Il GR è un sistema particolarmente utile per lo studio hsp90 perché il recettore deve essere associata a hsp90 di avere un legame aperto ligando fessura che sia accessibile a steroidi ^3. Endogeno, GR unliganded è presente nel citoplasma delle cellule di mammifero noncovalently legato a hsp90. Come si trova nel GR endogeno • hsp90 heterocomplex, il legame con il ligando GR fessura è aperta e capace di steroidi vincolanti.
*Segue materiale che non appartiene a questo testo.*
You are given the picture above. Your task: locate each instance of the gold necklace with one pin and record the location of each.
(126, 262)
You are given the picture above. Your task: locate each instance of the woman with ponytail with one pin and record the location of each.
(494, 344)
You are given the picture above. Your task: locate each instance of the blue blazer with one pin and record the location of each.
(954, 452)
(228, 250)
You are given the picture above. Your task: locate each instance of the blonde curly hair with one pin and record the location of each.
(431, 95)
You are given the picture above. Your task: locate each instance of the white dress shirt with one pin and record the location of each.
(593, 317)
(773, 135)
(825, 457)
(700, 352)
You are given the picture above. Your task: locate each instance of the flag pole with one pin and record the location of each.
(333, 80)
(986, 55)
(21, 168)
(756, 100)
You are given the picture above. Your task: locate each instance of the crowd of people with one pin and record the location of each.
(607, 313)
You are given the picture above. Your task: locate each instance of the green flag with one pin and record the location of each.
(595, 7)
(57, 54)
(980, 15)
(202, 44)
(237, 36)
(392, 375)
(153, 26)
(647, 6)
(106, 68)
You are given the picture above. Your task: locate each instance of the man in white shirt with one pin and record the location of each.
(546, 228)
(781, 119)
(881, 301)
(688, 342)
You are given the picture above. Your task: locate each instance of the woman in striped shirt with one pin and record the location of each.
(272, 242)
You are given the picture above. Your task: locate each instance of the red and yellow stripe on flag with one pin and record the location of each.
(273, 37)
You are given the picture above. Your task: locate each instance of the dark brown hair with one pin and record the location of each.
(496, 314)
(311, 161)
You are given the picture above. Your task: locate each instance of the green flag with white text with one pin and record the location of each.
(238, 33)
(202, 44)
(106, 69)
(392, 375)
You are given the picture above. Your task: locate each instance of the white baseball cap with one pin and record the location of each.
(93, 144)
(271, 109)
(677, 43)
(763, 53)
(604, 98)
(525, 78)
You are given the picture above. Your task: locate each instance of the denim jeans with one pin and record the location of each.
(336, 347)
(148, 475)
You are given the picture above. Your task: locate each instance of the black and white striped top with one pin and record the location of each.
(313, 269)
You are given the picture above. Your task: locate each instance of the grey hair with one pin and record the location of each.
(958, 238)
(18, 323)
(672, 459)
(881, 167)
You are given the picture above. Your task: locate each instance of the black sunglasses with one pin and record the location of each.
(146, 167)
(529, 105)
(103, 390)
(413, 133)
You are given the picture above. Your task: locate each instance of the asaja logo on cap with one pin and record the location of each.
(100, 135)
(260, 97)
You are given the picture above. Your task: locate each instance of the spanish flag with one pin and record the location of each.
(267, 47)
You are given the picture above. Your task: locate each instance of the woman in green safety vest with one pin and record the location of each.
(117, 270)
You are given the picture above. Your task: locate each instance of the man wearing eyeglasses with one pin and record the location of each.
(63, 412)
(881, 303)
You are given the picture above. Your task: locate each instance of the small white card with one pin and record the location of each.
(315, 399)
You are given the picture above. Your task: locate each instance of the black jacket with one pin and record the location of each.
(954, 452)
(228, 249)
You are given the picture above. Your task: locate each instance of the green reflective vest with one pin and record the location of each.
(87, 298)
Se hsp90 dissocia dalla GR o se la sua funzione è inibita, il recettore non è in grado di legare steroidi e richiede la ricostituzione del GR • hsp90 heterocomplex prima di steroidi attività di legame viene ripristinato ^4. GR possono essere immunoprecipitato dal citoplasma delle cellule utilizzando un anticorpo monoclonale, e proteine ​​come hsp90 complessato al GR possono essere analizzati mediante western blot. Steroidi attività di legame della GR immunoprecipitato può essere determinato tramite l'incubazione del immunopellet con ^[3 H] steroidi.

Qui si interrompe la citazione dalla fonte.